‘Hellhole’ is a new Netflix horror movie that has gone unnoticed in the Halloween season due to the avalanche of genre titles that invade the platforms on those dates. While platform users watched the excellent anthology series ‘Guillermo del Toro’s Cabinet of Curiosities’ this other novelty was buried among other titlesbut it has nothing to waste for fans of gothic and occultism.
This modest proposal is led by Bartosz M. Kowalski, the author of the slasher ‘Nobody sleeps in the woods tonight’ and its sequel, which unluckily mixed gore, comedy and meta-terror, which was also responsible for the very disturbing ‘Playground’ (2016), with what seems to be a uA versatile filmmaker that adjusts to the demand of Netflix to get cheap titles, shot in a short time and with certain visual guarantees.

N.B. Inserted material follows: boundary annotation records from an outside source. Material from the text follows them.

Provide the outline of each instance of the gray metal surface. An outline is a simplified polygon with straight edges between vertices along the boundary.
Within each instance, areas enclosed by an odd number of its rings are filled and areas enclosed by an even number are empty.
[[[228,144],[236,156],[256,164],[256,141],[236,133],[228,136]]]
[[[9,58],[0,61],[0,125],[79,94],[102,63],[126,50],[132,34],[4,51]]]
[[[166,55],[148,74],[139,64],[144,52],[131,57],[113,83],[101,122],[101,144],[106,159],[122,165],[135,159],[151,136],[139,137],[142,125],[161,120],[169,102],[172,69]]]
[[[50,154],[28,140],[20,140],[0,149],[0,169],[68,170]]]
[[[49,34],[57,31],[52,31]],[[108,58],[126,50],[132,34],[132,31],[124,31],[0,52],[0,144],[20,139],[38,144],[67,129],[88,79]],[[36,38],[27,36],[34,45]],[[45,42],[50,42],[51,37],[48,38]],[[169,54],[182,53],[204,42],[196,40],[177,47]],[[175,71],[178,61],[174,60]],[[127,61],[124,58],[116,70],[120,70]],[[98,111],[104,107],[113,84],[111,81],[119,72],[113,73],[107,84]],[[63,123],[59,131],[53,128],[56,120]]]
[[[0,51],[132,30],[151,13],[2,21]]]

The monastery of the damned
Now he is back with ‘Hellhole’, whose title in Polish ‘Ostatnia Wieczerza’ means “the last supper”, with which it can be verified that Catholicism plays a fundamental part in its mythology. Written by Kowalski himself along with Mirella Zaradkiewicz. The story is set in 1987, although before we witness a prologue in 1957, in a remote part of Poland, when an anguished Catholic priest runs up the altar of a church to try to kill a baby whose skin has a particular mark, which which makes us think of a type of antichrist.
The scene looks like a mixture of the prologue and the end of ‘The Day of the Beast’, although it does not show the same type of black humor (for the moment) of the Álex de la Iglesia film. The cleric is shot dead by police before we cut to a scene 30 years ago when undercover cop Marek (Piotr Zurawski) arrives at a series of church buildings in the midst of rain and cawing crows, with trees with twisted branches and all the key elements of classic gothic cinema. The man is received by the prior Andrzej (Olaf Lubaszenko), who shows the presumed priest an abbey.
What he finds inside is that the abbey is nothing more than a kind of clinic for the possessed. Cut off from the outside world, they record exorcisms and report back to the Vatican. Marek delves into monastic life and tries to explain the recent mysterious disappearance of several women, but soon realizes there is no way out of the monastery. At first, ‘Hellhole’ works like a variation of the cinema of pure possessions, with exorcisms and ritualsbut the film is twisting towards the cinema of occult and secret cults.
A return to the Italian terrors of the 80s
Marek investigates a deeper evil in the monastery entering clues of religious terror that begins as ‘The name of the rose’ but converges with pieces like ‘dare the devil‘ (1989), ‘Dark Waters’ (1993) or ‘The nun’ (2018). Kowalski does a good job of creating a mournful atmosphere of danger and captures the idea of an evil that permeates every ancient brick of the building’s hidden places, its gloomy passageways, candlelit rooms, and cells that house the tormented. It’s that kind of movie.
It’s like an Italian exploitation version of Umberto Eco’s adaptation, with its supernatural elements, diabolical presence and some gory details. It is not the most orthodox and exciting film in its use of tension, the idea is not original, it does not want to be the film of the year, nor is it going to leave a mark due to its visual ensemble, but who loves the Italian supernatural movies of the eightiesravings like ‘Terror in the convent’ (1981) or ‘demonia‘ (1990) by Lucio Fulci are before a little gem that no one dares to do for fear of ridicule.
Perhaps the greatest asset of ‘Hellhole’ lies in its unexpected ending, a choreography with apocalyptic overtones, unapologetically showing what many others tend to avoid, a moment that gives more than what can be asked of a small film of these characteristics and that it fulfills the rule that a crescendo towards a good climax can elevate a more ordinary film and completes a nihilistic monastic nightmare, with some unexpected moments of black humor that adapt to the lack of scruples in adopting satanic horror tropes with dignity. that the covers of Creepy or Vampus taught us.